I had anticipated in my calculations that this stage would be difficult, especially because of the wind. This is far beyond any forecast. Checking my speed between two gusts, I note that I lose up to 5km/h, at equal power.

It’s long, very long to conquer this piece of asphalt lost between the mountains, which this time are red, covered in heather (heather which, by the way, doesn’t jump in circles holding little fingers, so I assume it’s not from Quimperlé).

The landscape is otherwise magnificent, very wild. The further north I go, the more surprised I am by what I discover (and by the cold that freezes my bones).

Finally, after more than 3 hours of effort, here’s the city. Or rather the village. Actually, the hamlet. There’s NOTHING in Tongue, except a service station and the campsite I was aiming for.

I settle in, they sell me food. I buy myself the very stylish and essential midge net because you’re quickly pursued by a cloud of these lovely critters when staying still.

As I finish my beer (local) while writing these lines, a huge sun sets over the mountains that plunge into the bay. Definitely, today Scotland rewarded me.

Tomorrow it’s finally time to discover John o’ Groats, the highest point of the United Kingdom. I don’t yet know what will follow. Backtrack to head to the west coast, or crossing by boat?

Comments

Moum

A long Sunday of more than 200km, alone against the wind, freezing on top of it, definitely Ivan you are courageous…! You’re testing your resistance there, even on air cushions! (The oil is in the DS from Les Valseuses by B. Blier, isn’t it! 😉). A car, my cousins had one, in which I was always car sick 😞… Dreadful memory, the corners…. So, are you starting to consider the crossing to Ireland? Anyway, you seem to have found your “marks” between speed and effort. The marathon continues! Don’t forget to pay attention to the little signs that should tell you to ease off if needed! Kisses😘

Dad

Ah it really smells of the far North, it’s becoming mineral, but aren’t you good there, in the cool……………A bit disappointed to have been beaten to it… Reassured about your physical potential, here are some food for thought for you who are en-cyclo-pedia.

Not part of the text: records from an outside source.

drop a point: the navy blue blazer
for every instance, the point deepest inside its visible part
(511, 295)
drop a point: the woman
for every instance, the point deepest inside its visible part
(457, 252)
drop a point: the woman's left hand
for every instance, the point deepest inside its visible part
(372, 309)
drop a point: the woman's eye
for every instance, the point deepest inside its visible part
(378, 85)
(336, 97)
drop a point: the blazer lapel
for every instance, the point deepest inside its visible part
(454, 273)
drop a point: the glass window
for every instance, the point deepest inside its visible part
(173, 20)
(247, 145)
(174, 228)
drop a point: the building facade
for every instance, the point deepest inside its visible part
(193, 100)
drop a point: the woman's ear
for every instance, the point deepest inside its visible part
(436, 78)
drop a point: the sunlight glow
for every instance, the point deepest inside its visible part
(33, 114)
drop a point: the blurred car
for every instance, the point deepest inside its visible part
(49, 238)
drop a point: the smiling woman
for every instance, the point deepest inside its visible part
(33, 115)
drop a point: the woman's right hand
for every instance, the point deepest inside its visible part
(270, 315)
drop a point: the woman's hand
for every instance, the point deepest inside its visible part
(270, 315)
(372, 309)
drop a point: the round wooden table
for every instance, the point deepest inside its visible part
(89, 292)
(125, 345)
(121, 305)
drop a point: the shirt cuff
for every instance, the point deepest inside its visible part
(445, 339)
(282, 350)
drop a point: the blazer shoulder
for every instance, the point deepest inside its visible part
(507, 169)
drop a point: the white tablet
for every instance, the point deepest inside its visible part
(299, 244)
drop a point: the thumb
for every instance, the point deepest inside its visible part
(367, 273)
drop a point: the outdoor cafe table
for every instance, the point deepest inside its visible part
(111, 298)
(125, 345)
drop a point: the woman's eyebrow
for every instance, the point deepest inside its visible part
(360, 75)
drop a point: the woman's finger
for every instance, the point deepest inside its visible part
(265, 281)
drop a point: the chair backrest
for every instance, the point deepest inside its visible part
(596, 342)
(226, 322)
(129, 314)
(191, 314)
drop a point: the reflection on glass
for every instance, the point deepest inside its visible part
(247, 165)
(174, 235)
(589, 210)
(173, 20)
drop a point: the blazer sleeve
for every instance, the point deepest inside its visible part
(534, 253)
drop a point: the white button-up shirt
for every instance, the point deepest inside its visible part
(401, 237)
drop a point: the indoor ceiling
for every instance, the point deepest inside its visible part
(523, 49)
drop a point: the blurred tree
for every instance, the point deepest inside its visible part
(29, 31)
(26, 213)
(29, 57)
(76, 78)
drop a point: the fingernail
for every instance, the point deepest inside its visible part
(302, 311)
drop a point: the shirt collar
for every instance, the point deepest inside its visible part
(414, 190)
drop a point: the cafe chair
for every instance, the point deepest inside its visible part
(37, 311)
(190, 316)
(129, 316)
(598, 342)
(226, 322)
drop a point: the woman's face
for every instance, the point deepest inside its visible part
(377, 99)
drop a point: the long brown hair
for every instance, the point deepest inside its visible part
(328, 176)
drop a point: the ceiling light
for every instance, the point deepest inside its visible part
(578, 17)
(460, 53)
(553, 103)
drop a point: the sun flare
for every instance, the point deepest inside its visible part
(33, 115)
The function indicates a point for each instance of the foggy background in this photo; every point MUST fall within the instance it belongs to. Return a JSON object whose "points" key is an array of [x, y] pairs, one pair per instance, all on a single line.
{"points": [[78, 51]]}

  • Is your phone still usable?
  • Are you left in your dreams?
  • How many calories in a Flapjack?
  • How many Flapjacks then correspond to 10,000 calories?
  • Does peated beer exist?
  • Are lochs, as claimed, sometimes monstrous?
  • Cycling on the left, is it the beginning of freedom?
  • Does producing oil explain their way of rolling their rrrrr?
  • What do Scots think of Asselineau’s political future?
  • Is woman the future of man also in Scotland? have they written it? Sung it? And for football?
  • Can we say that Cantal is Scotland in the sun? Very nice photos and fascinating story. Come on son, keep warm!